Abstract

The population is aging, and breast cancer incidence increases with age, peaking between the ages of 75 and 79. However, it is not known whether mammography screening helps women aged 75 and older live longer because they have not been included in randomized controlled trials evaluating mammography screening. Guidelines recommend that older women with less than a 10-year life expectancy not be screened because it takes approximately 10 years before a screen-detected breast cancer may affect an older woman's survival.

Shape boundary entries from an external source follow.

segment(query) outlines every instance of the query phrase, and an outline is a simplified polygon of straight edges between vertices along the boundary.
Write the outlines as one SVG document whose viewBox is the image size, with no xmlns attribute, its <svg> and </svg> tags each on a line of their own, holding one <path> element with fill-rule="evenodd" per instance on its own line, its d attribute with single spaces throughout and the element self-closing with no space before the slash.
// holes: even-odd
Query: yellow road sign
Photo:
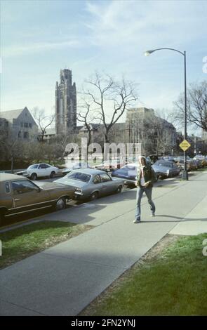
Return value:
<svg viewBox="0 0 207 330">
<path fill-rule="evenodd" d="M 179 145 L 179 147 L 183 150 L 186 151 L 191 145 L 187 140 L 183 140 L 183 141 Z"/>
</svg>

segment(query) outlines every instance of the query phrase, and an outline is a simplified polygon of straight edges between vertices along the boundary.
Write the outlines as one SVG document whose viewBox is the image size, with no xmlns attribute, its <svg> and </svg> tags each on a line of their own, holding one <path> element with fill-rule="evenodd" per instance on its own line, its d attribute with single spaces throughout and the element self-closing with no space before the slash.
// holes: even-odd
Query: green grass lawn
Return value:
<svg viewBox="0 0 207 330">
<path fill-rule="evenodd" d="M 207 234 L 182 237 L 138 263 L 81 315 L 207 315 Z"/>
<path fill-rule="evenodd" d="M 42 221 L 0 233 L 2 242 L 0 268 L 53 246 L 91 227 L 60 221 Z"/>
</svg>

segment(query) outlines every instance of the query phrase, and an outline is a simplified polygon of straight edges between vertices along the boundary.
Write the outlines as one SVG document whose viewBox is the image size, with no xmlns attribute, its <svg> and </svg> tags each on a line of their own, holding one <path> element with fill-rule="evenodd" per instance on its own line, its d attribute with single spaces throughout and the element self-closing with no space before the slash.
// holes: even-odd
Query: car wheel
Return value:
<svg viewBox="0 0 207 330">
<path fill-rule="evenodd" d="M 53 179 L 53 178 L 55 178 L 55 172 L 54 172 L 54 171 L 53 171 L 53 172 L 51 172 L 50 176 L 51 176 L 51 179 Z"/>
<path fill-rule="evenodd" d="M 122 185 L 119 185 L 116 190 L 116 192 L 119 194 L 119 192 L 121 192 L 122 190 Z"/>
<path fill-rule="evenodd" d="M 36 173 L 33 173 L 30 176 L 31 180 L 36 180 L 36 178 L 37 175 L 36 174 Z"/>
<path fill-rule="evenodd" d="M 95 201 L 95 199 L 97 199 L 98 197 L 98 192 L 93 192 L 93 194 L 91 194 L 90 197 L 90 200 Z"/>
<path fill-rule="evenodd" d="M 65 198 L 61 197 L 56 202 L 55 210 L 56 211 L 64 210 L 64 209 L 65 209 L 65 206 L 66 206 Z"/>
</svg>

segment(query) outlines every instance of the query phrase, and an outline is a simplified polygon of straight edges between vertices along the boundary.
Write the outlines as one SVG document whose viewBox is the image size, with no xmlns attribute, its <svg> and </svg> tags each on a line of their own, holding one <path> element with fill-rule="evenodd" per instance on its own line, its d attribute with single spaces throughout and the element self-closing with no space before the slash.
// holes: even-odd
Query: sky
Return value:
<svg viewBox="0 0 207 330">
<path fill-rule="evenodd" d="M 135 106 L 170 112 L 184 90 L 183 56 L 144 53 L 186 51 L 187 84 L 206 80 L 206 0 L 1 0 L 1 110 L 52 114 L 69 68 L 77 91 L 95 71 L 124 74 L 138 84 Z"/>
</svg>

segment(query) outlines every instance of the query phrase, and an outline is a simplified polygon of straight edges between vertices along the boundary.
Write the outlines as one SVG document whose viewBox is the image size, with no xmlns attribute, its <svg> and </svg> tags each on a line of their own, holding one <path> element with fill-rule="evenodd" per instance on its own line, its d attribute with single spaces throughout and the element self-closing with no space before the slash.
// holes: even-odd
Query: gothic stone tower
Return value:
<svg viewBox="0 0 207 330">
<path fill-rule="evenodd" d="M 56 134 L 73 132 L 76 127 L 76 88 L 72 84 L 72 71 L 60 70 L 60 84 L 55 87 Z"/>
</svg>

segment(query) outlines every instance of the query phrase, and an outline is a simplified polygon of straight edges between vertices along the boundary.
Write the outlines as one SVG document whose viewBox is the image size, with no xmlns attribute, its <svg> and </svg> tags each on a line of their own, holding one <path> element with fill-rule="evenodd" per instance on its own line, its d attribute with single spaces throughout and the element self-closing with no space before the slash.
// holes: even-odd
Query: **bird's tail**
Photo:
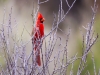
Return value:
<svg viewBox="0 0 100 75">
<path fill-rule="evenodd" d="M 37 49 L 35 55 L 36 55 L 36 63 L 38 64 L 38 66 L 41 66 L 40 50 Z"/>
</svg>

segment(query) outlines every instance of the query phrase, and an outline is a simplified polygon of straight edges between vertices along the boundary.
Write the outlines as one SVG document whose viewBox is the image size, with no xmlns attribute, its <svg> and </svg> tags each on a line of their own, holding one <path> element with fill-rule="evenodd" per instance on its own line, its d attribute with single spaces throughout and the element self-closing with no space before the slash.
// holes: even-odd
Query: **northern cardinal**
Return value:
<svg viewBox="0 0 100 75">
<path fill-rule="evenodd" d="M 32 29 L 32 44 L 33 49 L 35 50 L 35 60 L 38 66 L 41 66 L 41 59 L 40 59 L 40 44 L 43 42 L 42 37 L 44 36 L 44 18 L 40 12 L 37 15 L 36 26 Z M 42 42 L 41 42 L 42 41 Z"/>
</svg>

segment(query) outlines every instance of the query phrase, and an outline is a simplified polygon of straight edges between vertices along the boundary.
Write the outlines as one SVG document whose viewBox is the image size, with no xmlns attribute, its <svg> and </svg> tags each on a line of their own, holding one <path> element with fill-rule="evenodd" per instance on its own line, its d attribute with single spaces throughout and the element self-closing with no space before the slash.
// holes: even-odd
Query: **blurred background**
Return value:
<svg viewBox="0 0 100 75">
<path fill-rule="evenodd" d="M 40 0 L 41 2 L 44 0 Z M 69 5 L 72 4 L 74 0 L 68 0 Z M 92 10 L 91 6 L 93 5 L 94 0 L 76 0 L 76 3 L 72 7 L 71 11 L 67 14 L 66 18 L 63 22 L 60 23 L 59 27 L 64 30 L 64 32 L 67 33 L 68 28 L 71 28 L 71 34 L 70 39 L 68 42 L 68 52 L 69 57 L 73 54 L 76 54 L 78 52 L 78 55 L 81 55 L 82 51 L 82 32 L 85 34 L 85 29 L 82 26 L 85 26 L 90 22 L 92 17 Z M 39 11 L 43 14 L 45 18 L 45 34 L 50 32 L 50 29 L 52 27 L 52 23 L 54 20 L 53 13 L 58 13 L 59 10 L 59 4 L 60 0 L 49 0 L 48 2 L 41 4 Z M 64 12 L 68 10 L 68 6 L 66 3 L 66 0 L 62 0 L 62 7 Z M 95 18 L 95 24 L 94 24 L 94 30 L 95 34 L 100 34 L 100 0 L 97 0 L 97 14 Z M 31 33 L 32 30 L 32 10 L 37 9 L 37 0 L 0 0 L 0 23 L 3 22 L 4 13 L 5 16 L 5 23 L 8 23 L 9 19 L 9 13 L 11 12 L 12 7 L 12 26 L 14 24 L 18 25 L 18 30 L 15 30 L 18 32 L 18 38 L 20 38 L 21 32 L 23 30 L 23 27 L 25 26 L 27 31 Z M 28 41 L 31 37 L 28 32 L 23 33 L 23 39 L 24 41 Z M 61 36 L 64 40 L 66 38 L 63 37 L 62 32 L 58 31 L 58 35 Z M 63 41 L 64 41 L 63 40 Z M 98 39 L 97 43 L 92 47 L 92 51 L 94 52 L 94 58 L 95 58 L 95 65 L 96 65 L 96 71 L 99 71 L 100 68 L 100 41 Z M 28 44 L 27 49 L 31 50 L 31 43 Z M 2 58 L 0 58 L 2 60 Z M 0 61 L 0 63 L 3 64 L 3 61 Z M 74 67 L 75 72 L 77 71 L 77 65 L 78 61 L 76 61 Z M 88 66 L 86 69 L 88 69 L 93 75 L 93 63 L 91 58 L 89 58 L 89 61 L 87 62 Z M 83 73 L 84 74 L 84 73 Z"/>
</svg>

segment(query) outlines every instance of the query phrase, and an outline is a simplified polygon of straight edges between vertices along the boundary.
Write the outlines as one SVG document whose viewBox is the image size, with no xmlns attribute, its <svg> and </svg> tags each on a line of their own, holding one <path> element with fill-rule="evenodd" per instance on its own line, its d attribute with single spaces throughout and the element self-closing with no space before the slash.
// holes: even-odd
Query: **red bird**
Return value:
<svg viewBox="0 0 100 75">
<path fill-rule="evenodd" d="M 37 21 L 36 21 L 36 26 L 33 27 L 32 29 L 32 44 L 33 44 L 33 49 L 35 50 L 35 60 L 38 66 L 41 66 L 41 59 L 40 59 L 40 44 L 41 44 L 41 39 L 44 36 L 44 18 L 41 13 L 38 13 L 37 16 Z"/>
</svg>

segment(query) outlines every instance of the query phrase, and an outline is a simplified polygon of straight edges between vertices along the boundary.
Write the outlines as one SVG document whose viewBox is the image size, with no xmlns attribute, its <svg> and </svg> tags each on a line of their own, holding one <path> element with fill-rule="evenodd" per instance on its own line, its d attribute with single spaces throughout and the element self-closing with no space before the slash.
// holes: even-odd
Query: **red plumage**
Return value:
<svg viewBox="0 0 100 75">
<path fill-rule="evenodd" d="M 37 16 L 37 21 L 36 21 L 36 26 L 33 27 L 32 30 L 32 43 L 33 43 L 33 49 L 35 50 L 35 56 L 36 56 L 36 63 L 41 66 L 41 59 L 40 59 L 40 44 L 41 44 L 41 39 L 44 36 L 44 18 L 41 13 L 38 13 Z"/>
</svg>

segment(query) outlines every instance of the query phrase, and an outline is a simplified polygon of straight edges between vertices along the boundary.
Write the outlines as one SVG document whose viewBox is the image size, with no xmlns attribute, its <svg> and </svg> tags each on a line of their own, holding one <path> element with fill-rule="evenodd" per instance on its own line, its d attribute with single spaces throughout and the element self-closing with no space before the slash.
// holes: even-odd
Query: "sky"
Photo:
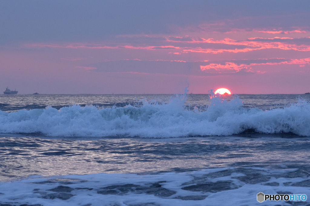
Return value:
<svg viewBox="0 0 310 206">
<path fill-rule="evenodd" d="M 19 94 L 310 92 L 310 1 L 0 1 Z"/>
</svg>

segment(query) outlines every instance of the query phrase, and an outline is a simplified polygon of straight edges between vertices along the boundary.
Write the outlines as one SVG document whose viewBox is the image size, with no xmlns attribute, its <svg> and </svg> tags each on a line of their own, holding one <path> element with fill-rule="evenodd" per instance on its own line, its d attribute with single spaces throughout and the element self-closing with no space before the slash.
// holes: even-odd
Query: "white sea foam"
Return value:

Guidelines recommend that clinicians discuss the benefits and risks of screening with women aged 75 and older with a life expectancy of 10 years or longer to help them elicit their values and preferences. It is estimated that two of 1,000 women who continue to be screened every other year from age 70 to 79 may avoid breast cancer death, but 12% to 27% of these women will experience a false-positive test, and 10% to 20% of women who experience a false-positive test will undergo a breast biopsy. In addition, approximately 30% of screen-detected cancers would not otherwise have shown up in an older woman's lifetime, yet nearly all older women undergo treatment for these breast cancers, and the risks of treatment increase with age. To inform decision-making, tools are available to estimate life expectancy and to educate older women about the benefits and harms of mammography screening. Guides are also available to help clinicians discuss stopping screening with older women with less than a 10-year life expectancy. Ideally, screening decisions would consider an older woman's life expectancy, breast cancer risk, and her values and preferences.